Restructuring to take time and investor confidence
- 3Q23 revenue and net profit surpass estimates on higher net interest income and outperformance in several business segments
- Management raised full-year net interest income guidance as it continues to benefit from higher interest rates
- We remain watchful on execution of its biggest restructuring in decades
Encouraging 3Q23 revenue and net profit beat. Total revenues grew 9% y-o-y/4% q-o-q to US$20.1bn, above consensus estimates of US$19.3bn. The outperformance was primarily attributable to higher net interest income (+10% y-o-y/-1% q-o-q), treasury and trade solutions revenue (+12% y-o-y/+2% q-o-q), investment banking revenue (+34% y-o-y/+38% q-o-q) and fixed income markets revenue (+14% y-o-y/+1% q-o-q), partially mitigated by lower revenue from exited markets and wind-downs.
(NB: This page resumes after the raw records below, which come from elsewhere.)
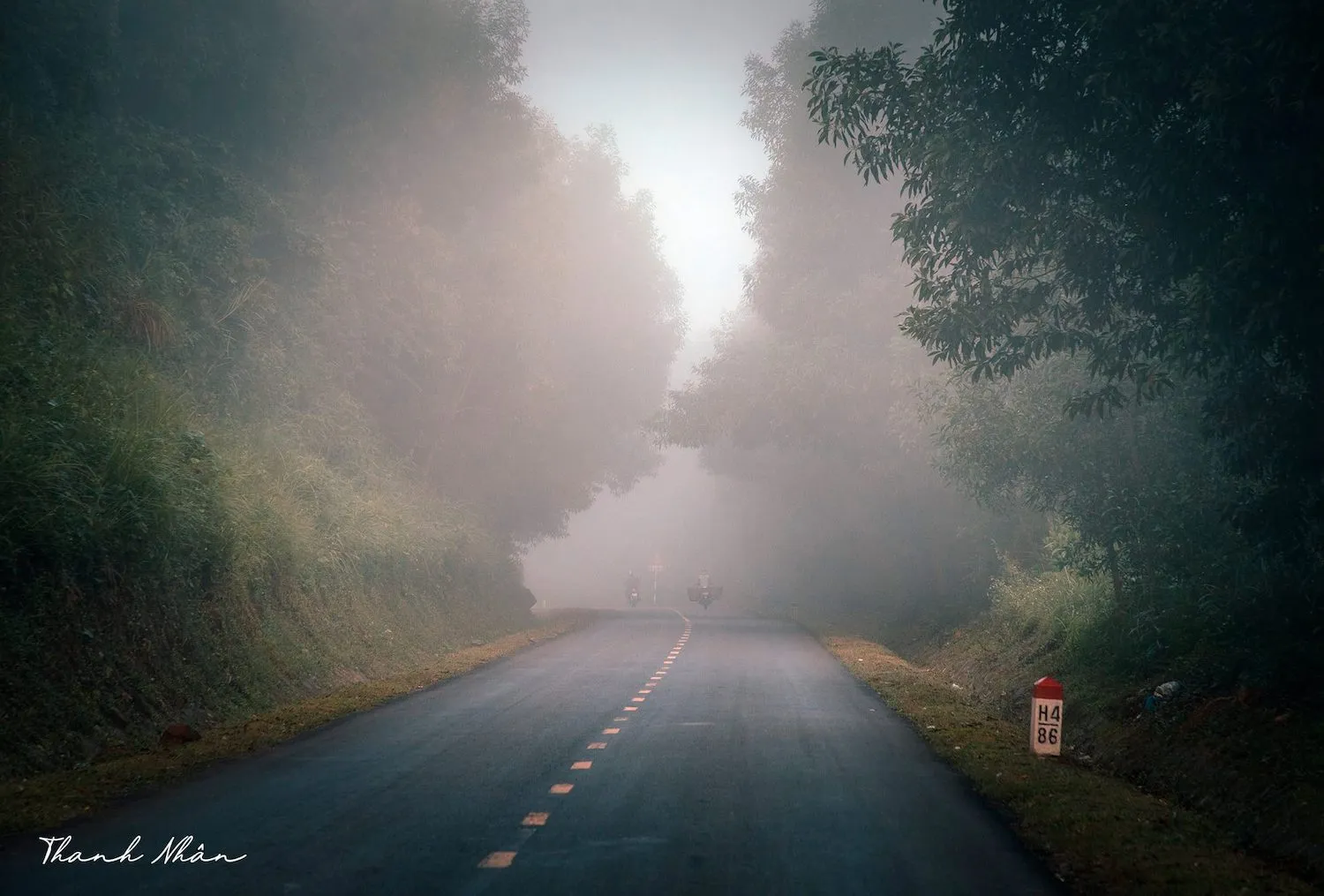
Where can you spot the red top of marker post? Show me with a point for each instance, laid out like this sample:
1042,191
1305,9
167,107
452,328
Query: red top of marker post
1048,689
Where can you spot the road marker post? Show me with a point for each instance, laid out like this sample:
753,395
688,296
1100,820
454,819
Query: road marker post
1046,718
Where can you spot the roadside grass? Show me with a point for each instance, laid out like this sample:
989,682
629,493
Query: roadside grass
44,801
1098,832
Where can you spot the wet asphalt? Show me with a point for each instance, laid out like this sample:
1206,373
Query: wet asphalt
726,755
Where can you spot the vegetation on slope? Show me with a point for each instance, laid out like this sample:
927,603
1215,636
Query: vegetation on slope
290,365
1103,222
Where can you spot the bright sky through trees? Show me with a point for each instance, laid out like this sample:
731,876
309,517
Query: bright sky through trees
667,79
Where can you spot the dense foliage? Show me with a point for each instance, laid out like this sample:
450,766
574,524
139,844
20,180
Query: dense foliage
1110,214
306,318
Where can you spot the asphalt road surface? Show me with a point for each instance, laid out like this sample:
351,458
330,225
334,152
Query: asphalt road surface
645,755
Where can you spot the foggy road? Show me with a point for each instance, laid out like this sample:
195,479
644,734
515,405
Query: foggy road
726,755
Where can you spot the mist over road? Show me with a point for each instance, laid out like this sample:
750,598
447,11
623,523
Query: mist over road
727,755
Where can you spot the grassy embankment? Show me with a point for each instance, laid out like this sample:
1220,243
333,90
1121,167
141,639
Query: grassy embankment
1212,793
45,801
198,523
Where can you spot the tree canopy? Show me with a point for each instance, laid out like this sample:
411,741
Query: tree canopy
1138,183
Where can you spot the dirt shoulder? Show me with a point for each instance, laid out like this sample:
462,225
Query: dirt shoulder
1101,834
45,801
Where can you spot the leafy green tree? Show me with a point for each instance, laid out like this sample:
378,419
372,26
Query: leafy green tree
1132,182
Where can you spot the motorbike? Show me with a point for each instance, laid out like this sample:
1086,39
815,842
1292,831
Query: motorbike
704,596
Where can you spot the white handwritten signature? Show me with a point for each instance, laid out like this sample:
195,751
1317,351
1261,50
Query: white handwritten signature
175,850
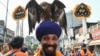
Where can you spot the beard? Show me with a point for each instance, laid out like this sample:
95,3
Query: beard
48,52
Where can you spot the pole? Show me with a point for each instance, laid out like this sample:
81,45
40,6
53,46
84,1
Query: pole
5,26
84,26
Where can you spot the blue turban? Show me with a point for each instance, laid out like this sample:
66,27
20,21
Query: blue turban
83,45
48,27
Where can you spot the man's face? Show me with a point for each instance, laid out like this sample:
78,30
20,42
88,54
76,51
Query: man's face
49,43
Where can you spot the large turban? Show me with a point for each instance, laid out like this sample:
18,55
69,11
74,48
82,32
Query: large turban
48,27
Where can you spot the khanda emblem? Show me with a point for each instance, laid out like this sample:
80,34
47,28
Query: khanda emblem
19,13
82,10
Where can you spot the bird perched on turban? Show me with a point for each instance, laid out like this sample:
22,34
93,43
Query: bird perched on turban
48,27
46,11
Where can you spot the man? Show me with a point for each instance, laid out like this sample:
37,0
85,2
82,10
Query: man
16,45
84,51
48,33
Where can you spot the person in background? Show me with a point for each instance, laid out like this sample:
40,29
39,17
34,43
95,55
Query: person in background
84,51
48,33
6,48
16,44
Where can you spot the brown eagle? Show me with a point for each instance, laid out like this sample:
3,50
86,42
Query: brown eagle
46,11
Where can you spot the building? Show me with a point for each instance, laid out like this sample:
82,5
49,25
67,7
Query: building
9,33
95,34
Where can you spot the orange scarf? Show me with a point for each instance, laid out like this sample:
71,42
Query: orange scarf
58,53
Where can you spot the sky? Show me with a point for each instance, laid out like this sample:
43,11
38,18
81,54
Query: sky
70,4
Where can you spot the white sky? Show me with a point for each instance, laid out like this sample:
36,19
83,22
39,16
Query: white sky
69,6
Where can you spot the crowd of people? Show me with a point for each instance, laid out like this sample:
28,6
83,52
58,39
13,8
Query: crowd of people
47,33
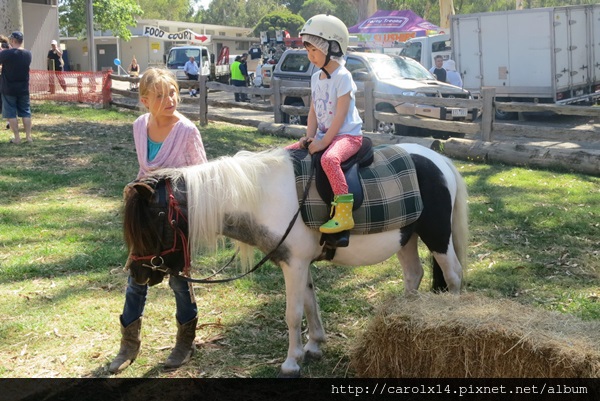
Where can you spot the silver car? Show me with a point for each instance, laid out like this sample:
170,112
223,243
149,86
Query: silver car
395,75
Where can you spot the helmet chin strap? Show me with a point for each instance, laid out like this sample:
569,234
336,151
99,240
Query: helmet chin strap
328,58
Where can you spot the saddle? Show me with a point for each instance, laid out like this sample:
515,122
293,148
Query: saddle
388,188
350,167
362,158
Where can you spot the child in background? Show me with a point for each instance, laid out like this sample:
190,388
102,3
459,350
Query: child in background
334,124
163,138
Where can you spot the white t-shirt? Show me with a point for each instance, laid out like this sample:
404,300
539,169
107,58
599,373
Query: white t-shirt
325,93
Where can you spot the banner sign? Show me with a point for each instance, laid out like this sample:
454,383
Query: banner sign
187,35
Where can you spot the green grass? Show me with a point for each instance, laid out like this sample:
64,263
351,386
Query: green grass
535,238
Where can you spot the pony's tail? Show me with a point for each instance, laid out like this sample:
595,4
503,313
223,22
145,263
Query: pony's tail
460,232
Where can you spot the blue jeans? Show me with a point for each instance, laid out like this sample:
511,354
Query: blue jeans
135,300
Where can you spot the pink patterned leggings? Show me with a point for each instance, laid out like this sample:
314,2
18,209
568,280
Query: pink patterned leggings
339,150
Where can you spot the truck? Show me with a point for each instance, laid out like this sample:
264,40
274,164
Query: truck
389,74
542,55
179,55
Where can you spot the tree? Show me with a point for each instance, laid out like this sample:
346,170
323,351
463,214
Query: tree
237,12
314,7
280,20
11,17
171,10
109,15
226,12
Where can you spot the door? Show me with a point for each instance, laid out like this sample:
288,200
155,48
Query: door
467,51
561,49
105,56
578,46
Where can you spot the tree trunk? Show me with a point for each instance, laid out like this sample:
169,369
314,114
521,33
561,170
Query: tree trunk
11,17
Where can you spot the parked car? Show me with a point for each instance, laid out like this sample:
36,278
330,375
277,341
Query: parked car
391,74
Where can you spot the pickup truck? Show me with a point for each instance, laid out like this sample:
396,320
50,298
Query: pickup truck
391,74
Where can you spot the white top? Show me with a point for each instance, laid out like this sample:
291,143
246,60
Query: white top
325,93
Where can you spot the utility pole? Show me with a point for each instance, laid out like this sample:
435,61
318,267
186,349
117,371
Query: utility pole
11,17
90,34
446,13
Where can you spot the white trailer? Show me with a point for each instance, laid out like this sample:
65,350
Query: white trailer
546,55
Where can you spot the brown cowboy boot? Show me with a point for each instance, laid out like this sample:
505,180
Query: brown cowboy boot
184,345
131,340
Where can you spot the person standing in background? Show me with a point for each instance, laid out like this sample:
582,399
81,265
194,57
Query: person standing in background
164,138
237,78
15,64
3,45
56,64
438,70
244,70
191,70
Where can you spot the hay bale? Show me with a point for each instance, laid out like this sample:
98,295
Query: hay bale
443,335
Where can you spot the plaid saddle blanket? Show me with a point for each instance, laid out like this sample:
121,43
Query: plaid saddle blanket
392,198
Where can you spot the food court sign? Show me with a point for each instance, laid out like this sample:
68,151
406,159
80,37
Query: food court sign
186,35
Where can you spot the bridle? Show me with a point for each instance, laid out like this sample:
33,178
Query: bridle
156,262
175,217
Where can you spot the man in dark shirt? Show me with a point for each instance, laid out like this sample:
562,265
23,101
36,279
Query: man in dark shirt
15,64
438,70
56,64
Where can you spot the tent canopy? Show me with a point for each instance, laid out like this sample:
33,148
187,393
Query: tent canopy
388,28
384,21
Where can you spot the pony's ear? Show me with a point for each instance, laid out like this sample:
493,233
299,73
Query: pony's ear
143,189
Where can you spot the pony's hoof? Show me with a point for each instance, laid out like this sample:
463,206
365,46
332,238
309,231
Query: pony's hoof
288,375
312,356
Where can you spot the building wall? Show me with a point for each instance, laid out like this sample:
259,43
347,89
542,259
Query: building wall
150,52
40,26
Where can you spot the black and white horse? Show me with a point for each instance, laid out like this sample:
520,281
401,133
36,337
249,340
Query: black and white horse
252,197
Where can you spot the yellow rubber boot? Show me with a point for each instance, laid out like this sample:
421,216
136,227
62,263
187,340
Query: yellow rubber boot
341,219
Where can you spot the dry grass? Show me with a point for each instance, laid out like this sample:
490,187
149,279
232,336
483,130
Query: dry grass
472,336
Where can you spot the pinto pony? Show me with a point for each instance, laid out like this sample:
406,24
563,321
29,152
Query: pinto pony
252,198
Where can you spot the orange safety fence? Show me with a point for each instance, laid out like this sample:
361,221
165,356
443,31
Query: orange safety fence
70,86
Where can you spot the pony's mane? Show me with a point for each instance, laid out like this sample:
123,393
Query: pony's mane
221,186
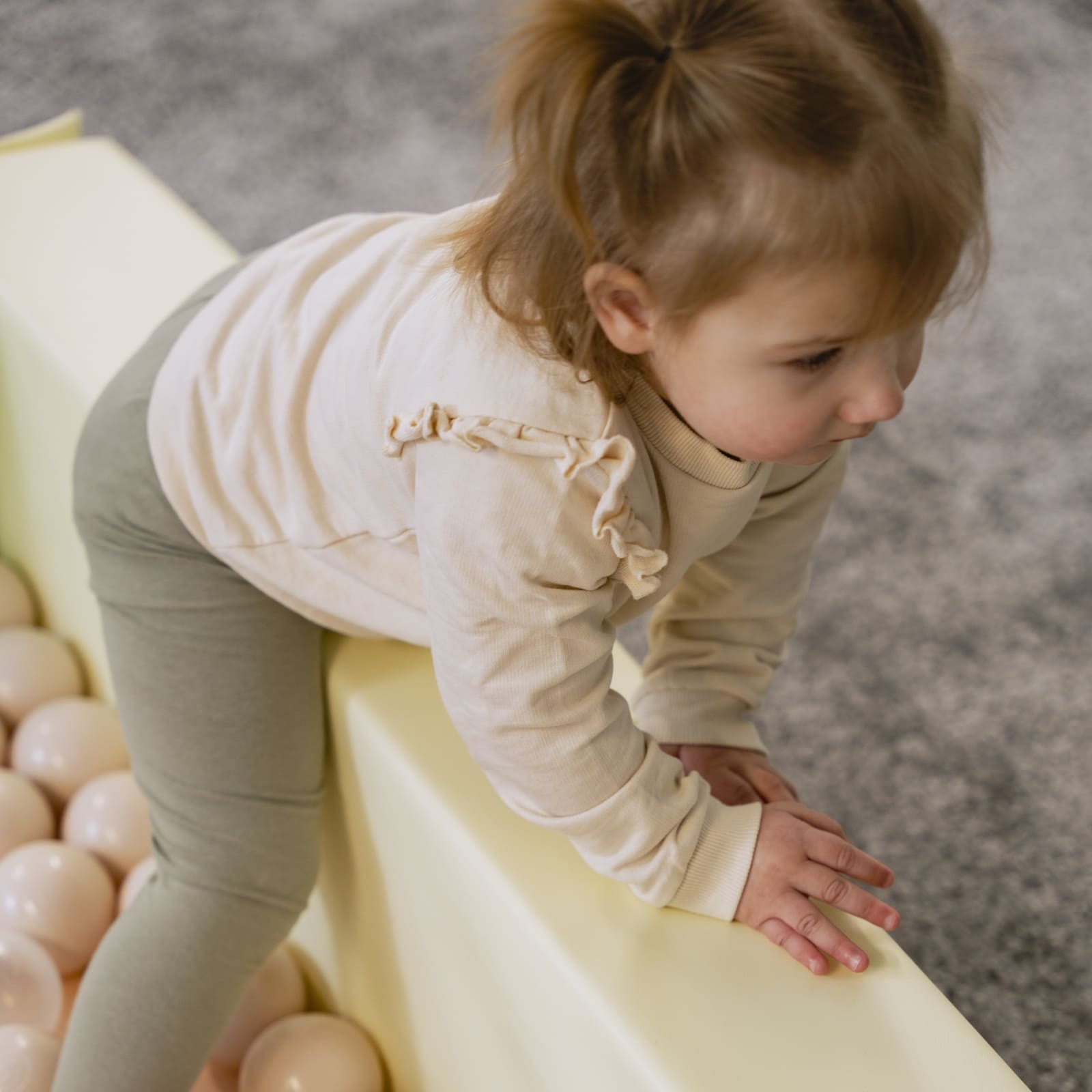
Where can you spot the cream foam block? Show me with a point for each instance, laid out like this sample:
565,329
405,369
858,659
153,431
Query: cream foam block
480,953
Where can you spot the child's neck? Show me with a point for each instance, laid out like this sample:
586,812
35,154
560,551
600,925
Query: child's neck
682,418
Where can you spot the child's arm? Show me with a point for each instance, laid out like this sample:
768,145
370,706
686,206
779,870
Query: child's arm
715,640
518,590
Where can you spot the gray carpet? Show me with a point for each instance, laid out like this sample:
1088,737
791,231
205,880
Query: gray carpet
934,699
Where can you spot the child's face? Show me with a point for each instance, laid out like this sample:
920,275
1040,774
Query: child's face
737,379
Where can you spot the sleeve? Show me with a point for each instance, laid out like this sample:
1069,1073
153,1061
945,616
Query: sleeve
522,560
715,639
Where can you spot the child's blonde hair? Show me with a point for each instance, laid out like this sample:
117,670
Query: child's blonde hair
778,134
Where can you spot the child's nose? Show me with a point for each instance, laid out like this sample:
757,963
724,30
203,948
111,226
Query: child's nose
878,394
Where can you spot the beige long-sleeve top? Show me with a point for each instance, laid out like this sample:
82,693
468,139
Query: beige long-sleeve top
343,426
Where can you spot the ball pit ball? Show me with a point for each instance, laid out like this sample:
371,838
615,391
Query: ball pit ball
16,606
313,1052
276,991
27,1059
139,875
31,991
25,815
109,817
65,743
59,895
35,666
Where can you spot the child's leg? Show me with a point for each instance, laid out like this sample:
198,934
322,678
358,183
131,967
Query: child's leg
220,693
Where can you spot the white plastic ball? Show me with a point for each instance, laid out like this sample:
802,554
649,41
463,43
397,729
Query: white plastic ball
109,817
60,895
139,875
31,988
66,743
16,605
35,666
313,1052
25,815
276,991
27,1059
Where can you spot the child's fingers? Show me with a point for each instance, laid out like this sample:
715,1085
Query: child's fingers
797,945
819,819
811,934
844,857
820,882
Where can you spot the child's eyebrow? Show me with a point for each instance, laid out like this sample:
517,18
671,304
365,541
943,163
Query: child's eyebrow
816,341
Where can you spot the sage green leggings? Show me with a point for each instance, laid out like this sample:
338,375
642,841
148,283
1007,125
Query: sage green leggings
220,693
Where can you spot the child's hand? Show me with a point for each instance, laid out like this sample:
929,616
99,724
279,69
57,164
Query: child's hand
735,775
801,852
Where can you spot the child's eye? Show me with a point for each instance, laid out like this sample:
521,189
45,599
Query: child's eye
815,363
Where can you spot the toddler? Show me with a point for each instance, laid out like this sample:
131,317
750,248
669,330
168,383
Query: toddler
627,382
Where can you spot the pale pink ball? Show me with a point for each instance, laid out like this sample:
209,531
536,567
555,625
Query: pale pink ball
313,1052
25,815
109,817
35,666
216,1078
139,875
276,991
31,988
27,1059
16,605
60,895
66,743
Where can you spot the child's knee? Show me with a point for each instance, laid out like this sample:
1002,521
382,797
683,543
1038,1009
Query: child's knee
240,848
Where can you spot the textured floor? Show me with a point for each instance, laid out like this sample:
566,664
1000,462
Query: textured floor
938,691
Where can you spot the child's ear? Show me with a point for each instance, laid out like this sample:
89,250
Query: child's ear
622,305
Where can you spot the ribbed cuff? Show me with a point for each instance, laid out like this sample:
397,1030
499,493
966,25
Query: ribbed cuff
718,872
693,717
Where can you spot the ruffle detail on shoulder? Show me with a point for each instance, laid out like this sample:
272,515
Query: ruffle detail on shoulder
613,456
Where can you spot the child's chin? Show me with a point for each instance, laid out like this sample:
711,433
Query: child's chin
809,458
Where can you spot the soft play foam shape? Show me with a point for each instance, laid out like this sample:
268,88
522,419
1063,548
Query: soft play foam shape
480,951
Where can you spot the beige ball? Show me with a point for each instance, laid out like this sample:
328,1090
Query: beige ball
60,895
66,743
276,991
139,875
109,817
25,815
16,605
30,983
35,666
313,1052
27,1059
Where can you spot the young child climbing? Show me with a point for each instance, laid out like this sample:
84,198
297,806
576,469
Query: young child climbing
626,382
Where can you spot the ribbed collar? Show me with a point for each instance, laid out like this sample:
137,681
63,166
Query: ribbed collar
680,445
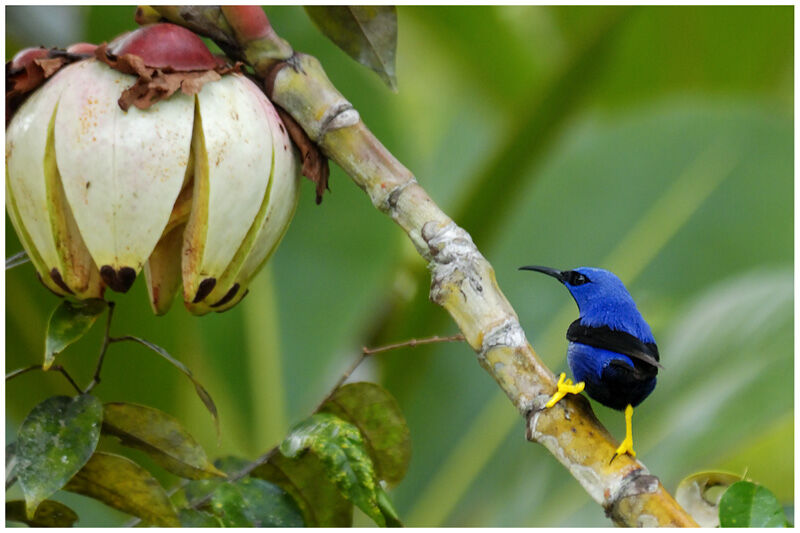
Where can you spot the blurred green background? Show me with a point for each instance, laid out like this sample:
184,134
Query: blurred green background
656,142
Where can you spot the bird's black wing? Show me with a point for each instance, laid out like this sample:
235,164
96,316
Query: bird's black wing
615,341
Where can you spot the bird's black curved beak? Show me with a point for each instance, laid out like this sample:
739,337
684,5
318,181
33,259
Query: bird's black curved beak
560,275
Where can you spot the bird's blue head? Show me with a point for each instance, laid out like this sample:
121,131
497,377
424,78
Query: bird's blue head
602,299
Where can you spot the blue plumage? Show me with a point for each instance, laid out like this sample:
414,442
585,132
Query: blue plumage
611,349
Net profit increased 2% y-o-y/22% q-o-q to US$3.5bn and adjusted earnings per share of US$1.52 came in ahead of consensus estimates of US$1.21, with expenses up 6% y-o-y but flat q-o-q. Credit costs of US$1.8bn (+35% y-o-y/+1% q-o-q) continued to be driven by a normalisation in non-conforming loans for credit cards on top of a continued building of reserves due to card balance growth. CET1 ratio of 13.5% is above regulatory requirement of 12.3% (increased due to higher stress capital buffer of 4.3% from 4.0%) and medium-term target of 11.5-12.0%, after returning c.US$1.5bn to shareholders through common dividends and share buybacks. Loans grew 3% y-o-y/1% q-o-q to US$666bn while deposits declined 3% y-o-y/4% q-o-q to US$1.3tr.
Updates on ongoing restructuring; management raised full-year net interest income guidance. Citi is targeting an organisational simplification and has eliminated over 15% of the regional and functional roles at the top 2 layers of management in the past month, with more changes to come by mid-November before concluding by early next year. Updates on wind-downs: 1) closed the sale of Taiwan consumer business in 3Q23; 2) announced the sale of consumer wealth portfolio in China to HSBC in Oct-23; 3) expect to close sale of Indonesian consumer business in 4Q23; 4) restarted sales process in Poland; and 5) on track to separate Mexico business in 2024 and IPO in 2025. Management raised guidance for full-year net interest income (excluding Markets) to US$47.5+bn from US$46bn, though full-year revenue (excluding divestiture-related impacts) guidance of US$78-79bn was maintained. We continue to remain watchful on the execution of its massive restructuring across multiple management layers and business units and believe it could take an extended period of time before intended operational efficiencies come through.